LAGOS — Dangote Group has signed a $400 million agreement with Chinese equipment manufacturer XCMG to accelerate the expansion of its flagship oil refinery as the conglomerate pushes toward a planned processing capacity of 1.4 million barrels per day. The new machinery will support ongoing construction across refining, petrochemicals, agriculture, and infrastructure projects that form part of the company’s broader industrial strategy.

The equipment acquisition is expected to complement existing heavy duty assets already deployed at the refinery complex, which the company aims to complete within the next three years. The refinery, owned by Nigerian industrialist Aliko Dangote, began operations in 2024 after years of delays and is widely seen as one of Africa’s most ambitious industrial projects.

Alongside fuel production, Dangote is expanding downstream petrochemical capacity. Polypropylene output is projected to increase to 2.4 million tons annually from 900,000 tons, while urea production in Nigeria is expected to triple to 9 million tons per year. Combined with its existing 3 million ton plant in Ethiopia, the company says this would position it as the largest urea producer globally. Linear alkyl benzene production, a key ingredient used in detergents, will also rise to 400,000 tons per year, strengthening Dangote’s position as Africa’s largest supplier.

Why it matters

The refinery expansion represents more than a corporate growth story. It is central to Nigeria’s long standing ambition to reduce dependence on imported refined petroleum products. If successful, the project could reshape fuel supply dynamics across West and Central Africa by turning Nigeria from a major importer into a regional refining hub. Industrial scale fertilizer and petrochemical output also has implications for agriculture, manufacturing, and trade balances across the continent.

By the numbers

$400 million value of the equipment agreement
1.4 million barrels per day targeted refining capacity
2.4 million tons projected annual polypropylene output
9 million tons expected annual urea production in Nigeria
$20 billion estimated cost of the refinery project

The context

Africa’s largest oil producer has historically exported crude while importing refined fuel due to insufficient domestic refining capacity. That imbalance has strained foreign exchange reserves and exposed economies to global price shocks. Large scale private sector investments such as the Dangote refinery signal a shift toward domestic industrialization and value addition within resource rich economies.

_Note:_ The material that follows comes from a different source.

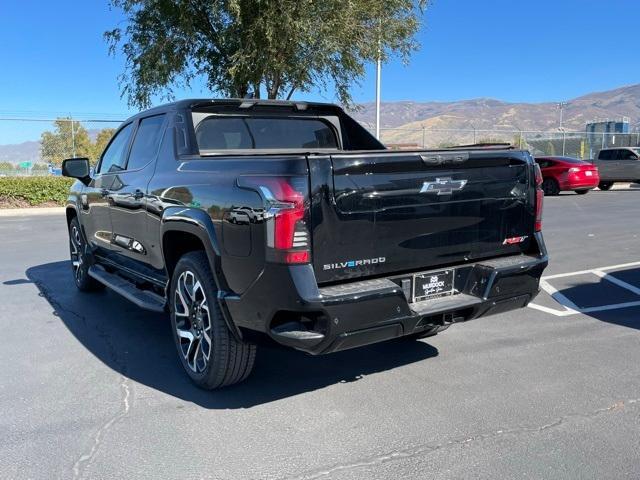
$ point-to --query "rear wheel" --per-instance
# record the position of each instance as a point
(208, 351)
(550, 187)
(80, 260)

For China, partnerships through companies like XCMG highlight the continued role of Chinese industrial firms in supporting infrastructure and heavy industry development across Africa. Equipment financing and technology partnerships remain central to major construction and energy projects on the continent.

What to watch

The key question is execution speed and operational stability. Market observers will monitor whether the refinery reaches full capacity within the projected timeline and how quickly regional fuel trade patterns begin to shift. There will also be attention on pricing dynamics, government policy alignment, and whether expanded petrochemical production catalyzes broader industrial growth.

Dangote Group says the investment aligns with its ambition to become a $100 billion enterprise by 2030, a target that will depend heavily on the refinery’s long term performance and the success of its integrated industrial ecosystem in Nigeria.